Where do I even begin to describe a book like 1Q84? This was my first Murakami novel, and though I felt, at times, that certain minutiae for which he is apparently infamous (food preparation, repetitive dialogue and re-iteration of expository detail) contributed unnecessary padding to the 1157 pages, overall I found myself quite swept away in the lyricism of the writing and the surreal but precise detail in observing the world of 1Q84.
The central characters are Tengo, a cram school (assuming this is an analog to American community college?) math teacher and aspiring novelist, and Aomame, a fitness instructor and occasional silent assassin of abusive men. Though their entry points are different, they are both drawn into 1Q84, a world that is nearly identical to that present in the year 1984 — when the novel takes place — but that is also governed by fantastical elements that are invisible to the majority of people still living in 1984. Throughout the considerable length of the novel, they are eventually drawn together, and though I hesitate to consider theirs a traditional love story in any sense, it’s undeniable that the Invisible Hand of 1Q84 pushes them together due to cosmic compatibility and shared human experiences.
No novel, and certainly not this one, is immune to criticism. But I find it very hard to even approach something like it with this book because I had an experience reading it much like the one I felt while watching Eternal Sunshine of the Spotless Mind. Much as Murakami describes a distinctly different existence in the year 1Q84, I felt somewhat removed from the real world as I read the novel. Time bent; one hundred pages disappeared over the course of one bus commute home. I won’t be so pretentious as to suggest I was looking for glitches in the matrix everywhere as a result of finishing 1Q84, but while I was reading I was certainly wholly enveloped in the book rather than in my own body.
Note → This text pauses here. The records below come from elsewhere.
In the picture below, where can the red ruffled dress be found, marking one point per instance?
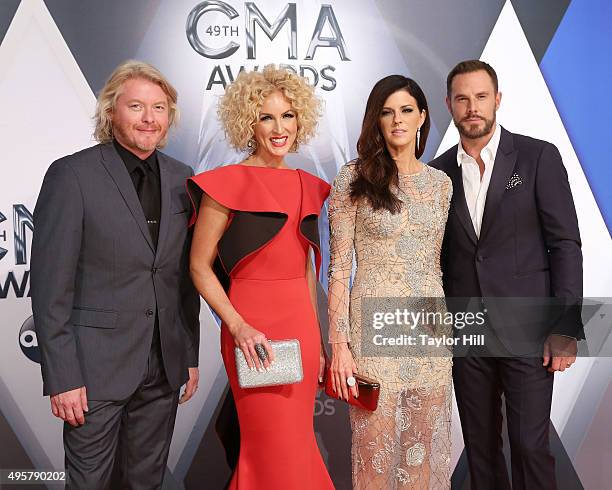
(264, 251)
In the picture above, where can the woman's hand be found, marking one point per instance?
(246, 338)
(342, 367)
(322, 367)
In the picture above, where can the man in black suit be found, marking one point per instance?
(116, 314)
(512, 235)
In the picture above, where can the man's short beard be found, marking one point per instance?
(475, 133)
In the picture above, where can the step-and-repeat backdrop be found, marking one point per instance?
(552, 58)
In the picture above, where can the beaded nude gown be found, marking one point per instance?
(406, 442)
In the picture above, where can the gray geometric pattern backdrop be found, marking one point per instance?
(55, 56)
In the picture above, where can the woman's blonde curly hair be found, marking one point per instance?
(241, 104)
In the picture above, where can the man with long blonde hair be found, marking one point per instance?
(116, 314)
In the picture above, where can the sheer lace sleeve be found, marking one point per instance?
(341, 244)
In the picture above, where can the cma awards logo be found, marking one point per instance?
(28, 341)
(16, 282)
(212, 34)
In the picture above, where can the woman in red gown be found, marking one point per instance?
(255, 224)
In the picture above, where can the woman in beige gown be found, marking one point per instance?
(390, 210)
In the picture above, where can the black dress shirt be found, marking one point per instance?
(145, 176)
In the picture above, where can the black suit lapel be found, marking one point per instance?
(165, 201)
(458, 200)
(116, 168)
(505, 160)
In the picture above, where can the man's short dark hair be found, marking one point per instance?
(470, 66)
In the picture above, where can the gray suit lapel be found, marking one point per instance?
(165, 202)
(505, 160)
(460, 204)
(116, 168)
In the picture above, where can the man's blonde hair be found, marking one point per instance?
(111, 91)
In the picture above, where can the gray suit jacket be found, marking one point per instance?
(97, 281)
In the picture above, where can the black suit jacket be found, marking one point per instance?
(529, 245)
(97, 279)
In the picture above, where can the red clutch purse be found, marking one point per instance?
(368, 389)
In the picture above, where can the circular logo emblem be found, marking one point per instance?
(28, 341)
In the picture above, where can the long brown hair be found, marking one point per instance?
(376, 170)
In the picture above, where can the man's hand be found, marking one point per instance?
(70, 405)
(559, 352)
(192, 385)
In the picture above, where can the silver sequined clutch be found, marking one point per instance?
(287, 368)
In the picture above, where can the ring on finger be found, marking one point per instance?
(261, 352)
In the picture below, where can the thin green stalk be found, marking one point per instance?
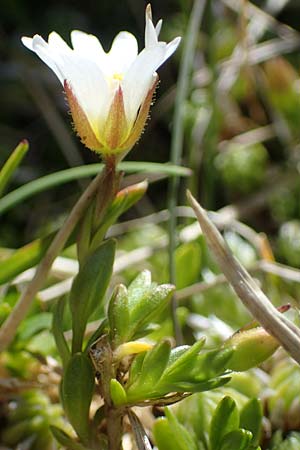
(8, 329)
(177, 139)
(46, 182)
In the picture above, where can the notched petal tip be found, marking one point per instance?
(142, 117)
(149, 11)
(116, 127)
(81, 122)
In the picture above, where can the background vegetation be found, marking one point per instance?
(240, 118)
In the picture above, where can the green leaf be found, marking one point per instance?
(251, 418)
(237, 440)
(118, 315)
(58, 331)
(150, 306)
(213, 362)
(169, 434)
(12, 164)
(77, 391)
(153, 366)
(136, 368)
(117, 393)
(65, 440)
(64, 176)
(225, 419)
(88, 289)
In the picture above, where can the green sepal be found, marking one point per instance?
(84, 234)
(251, 419)
(88, 289)
(169, 434)
(117, 393)
(149, 307)
(226, 418)
(58, 332)
(118, 315)
(213, 362)
(237, 439)
(65, 440)
(77, 391)
(12, 164)
(136, 368)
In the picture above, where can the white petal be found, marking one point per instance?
(88, 46)
(158, 27)
(89, 86)
(150, 32)
(27, 42)
(42, 49)
(57, 43)
(139, 78)
(123, 52)
(171, 48)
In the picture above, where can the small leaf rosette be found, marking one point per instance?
(109, 94)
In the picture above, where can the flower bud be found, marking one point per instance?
(251, 348)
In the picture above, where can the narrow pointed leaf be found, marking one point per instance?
(75, 173)
(12, 164)
(169, 434)
(77, 392)
(117, 393)
(88, 289)
(225, 419)
(58, 332)
(139, 433)
(151, 306)
(237, 439)
(124, 200)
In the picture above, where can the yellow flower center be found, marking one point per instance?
(118, 76)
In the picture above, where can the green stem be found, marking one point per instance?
(8, 329)
(177, 140)
(102, 358)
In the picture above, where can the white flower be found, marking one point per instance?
(109, 94)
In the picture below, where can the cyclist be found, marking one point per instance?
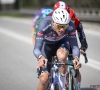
(77, 23)
(36, 16)
(51, 39)
(79, 28)
(47, 11)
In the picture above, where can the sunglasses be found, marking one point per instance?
(59, 26)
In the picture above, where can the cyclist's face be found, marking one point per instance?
(59, 28)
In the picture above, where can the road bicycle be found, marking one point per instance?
(71, 74)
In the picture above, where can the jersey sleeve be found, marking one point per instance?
(82, 36)
(73, 41)
(39, 39)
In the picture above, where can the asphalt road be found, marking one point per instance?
(18, 64)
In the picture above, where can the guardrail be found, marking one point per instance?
(92, 15)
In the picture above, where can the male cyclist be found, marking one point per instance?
(46, 12)
(79, 28)
(51, 39)
(35, 18)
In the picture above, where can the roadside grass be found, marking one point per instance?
(11, 15)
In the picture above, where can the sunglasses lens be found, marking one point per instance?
(62, 26)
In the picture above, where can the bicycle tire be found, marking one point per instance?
(57, 86)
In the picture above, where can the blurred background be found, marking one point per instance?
(86, 10)
(17, 62)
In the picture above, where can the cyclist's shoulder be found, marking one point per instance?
(45, 23)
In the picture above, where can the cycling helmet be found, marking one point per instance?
(47, 11)
(60, 4)
(72, 14)
(61, 16)
(42, 10)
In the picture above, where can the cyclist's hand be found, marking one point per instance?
(76, 63)
(42, 62)
(82, 51)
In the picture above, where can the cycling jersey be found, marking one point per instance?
(81, 34)
(37, 24)
(46, 34)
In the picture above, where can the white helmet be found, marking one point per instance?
(61, 16)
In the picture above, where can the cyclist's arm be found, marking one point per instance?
(71, 27)
(73, 42)
(82, 37)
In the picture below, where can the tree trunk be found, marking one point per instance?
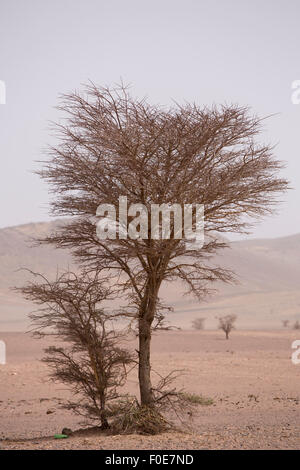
(144, 362)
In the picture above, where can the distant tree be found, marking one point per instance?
(198, 323)
(112, 145)
(90, 359)
(296, 325)
(226, 324)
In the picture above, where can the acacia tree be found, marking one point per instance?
(90, 359)
(198, 323)
(226, 324)
(113, 145)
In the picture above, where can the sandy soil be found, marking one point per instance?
(250, 377)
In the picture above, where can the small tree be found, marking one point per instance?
(90, 361)
(297, 325)
(198, 323)
(112, 145)
(226, 324)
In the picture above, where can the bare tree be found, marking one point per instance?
(296, 325)
(226, 324)
(90, 358)
(112, 145)
(198, 323)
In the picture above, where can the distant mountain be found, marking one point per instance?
(268, 271)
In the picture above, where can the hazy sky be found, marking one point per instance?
(245, 52)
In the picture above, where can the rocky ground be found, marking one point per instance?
(253, 383)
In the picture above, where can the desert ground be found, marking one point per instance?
(254, 385)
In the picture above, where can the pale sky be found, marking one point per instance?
(233, 51)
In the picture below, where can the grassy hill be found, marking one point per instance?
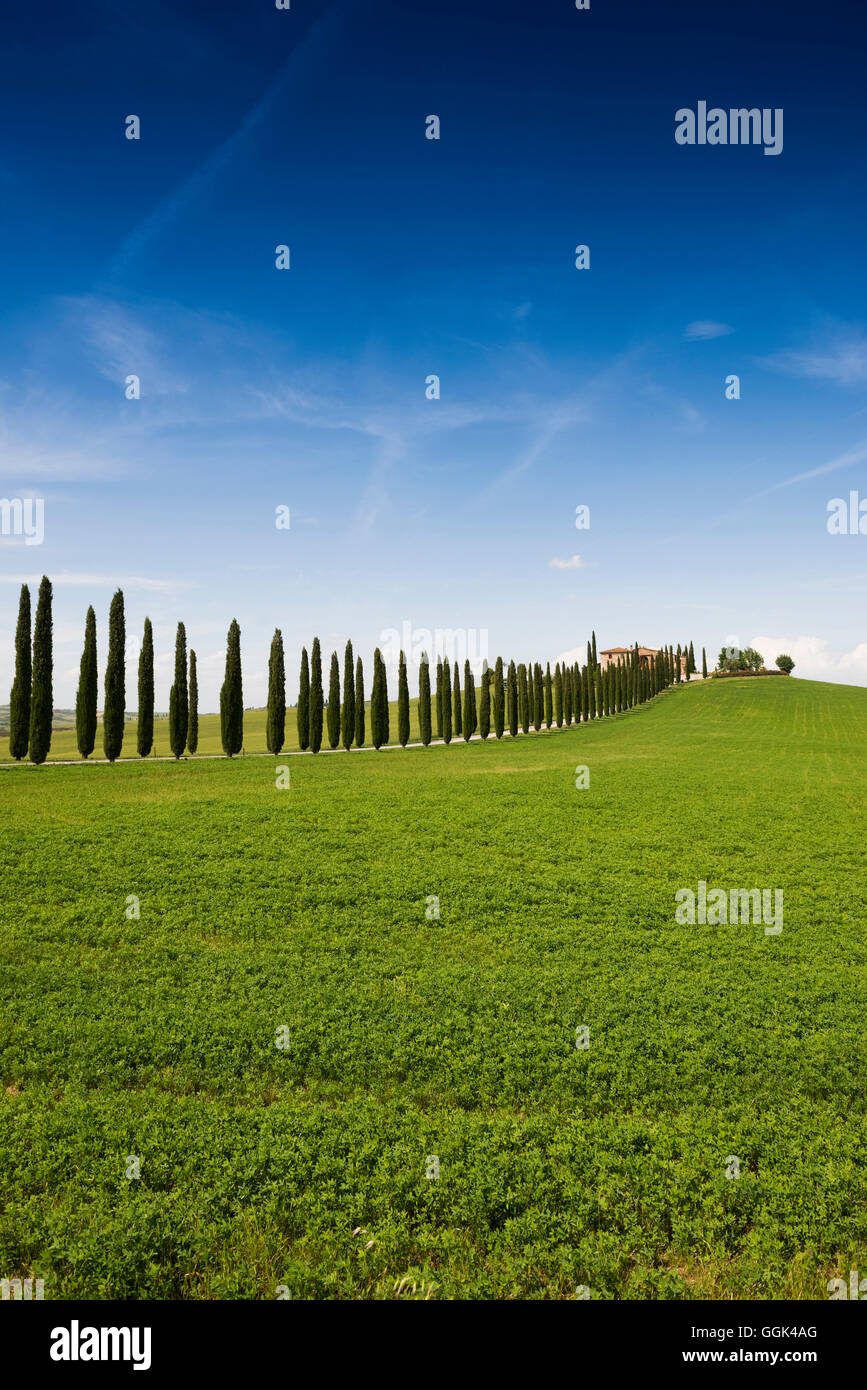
(410, 1036)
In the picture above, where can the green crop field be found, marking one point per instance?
(303, 916)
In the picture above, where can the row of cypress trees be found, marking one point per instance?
(517, 698)
(32, 704)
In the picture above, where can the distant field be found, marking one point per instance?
(410, 1037)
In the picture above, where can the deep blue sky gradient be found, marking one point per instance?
(410, 256)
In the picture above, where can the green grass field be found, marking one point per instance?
(304, 908)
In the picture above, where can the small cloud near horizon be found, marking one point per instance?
(703, 328)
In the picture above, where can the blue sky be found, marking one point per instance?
(410, 257)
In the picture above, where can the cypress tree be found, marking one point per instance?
(521, 690)
(385, 709)
(317, 698)
(513, 699)
(380, 712)
(178, 698)
(439, 726)
(359, 704)
(146, 695)
(499, 698)
(348, 716)
(20, 698)
(192, 734)
(377, 704)
(539, 697)
(334, 702)
(116, 687)
(424, 699)
(446, 702)
(42, 692)
(275, 723)
(231, 697)
(88, 690)
(485, 704)
(303, 710)
(403, 704)
(457, 722)
(468, 704)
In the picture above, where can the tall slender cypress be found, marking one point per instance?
(513, 699)
(116, 687)
(403, 704)
(334, 702)
(275, 723)
(88, 690)
(539, 695)
(359, 704)
(499, 698)
(231, 697)
(303, 710)
(523, 698)
(485, 704)
(317, 698)
(42, 691)
(457, 723)
(192, 733)
(424, 699)
(22, 684)
(178, 698)
(385, 709)
(378, 701)
(439, 724)
(146, 694)
(348, 715)
(446, 701)
(468, 704)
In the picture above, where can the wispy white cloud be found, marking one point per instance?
(223, 156)
(841, 356)
(844, 460)
(104, 581)
(703, 328)
(814, 658)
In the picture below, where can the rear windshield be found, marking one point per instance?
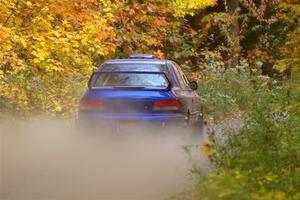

Your mileage may vary. Some — many — have likened this book to an interminable wank. Meta-commentary from a book editor character regarding what makes a quality novel can either seem self-congratulatory or tongue-in-cheek, depending on your reading; I read it more as the latter, since throughout Murakami breaks the editor’s “rules” several times. I wouldn’t unreservedly recommend this to just anyone considering that it is a substantial time commitment, especially during a “speed read” like the Cannonball. It is, though, a book that is sticking with me quite stubbornly since I’ve finished it in a really enjoyable way. I appreciated it immensely and rank it highly among anything I’ve read lately.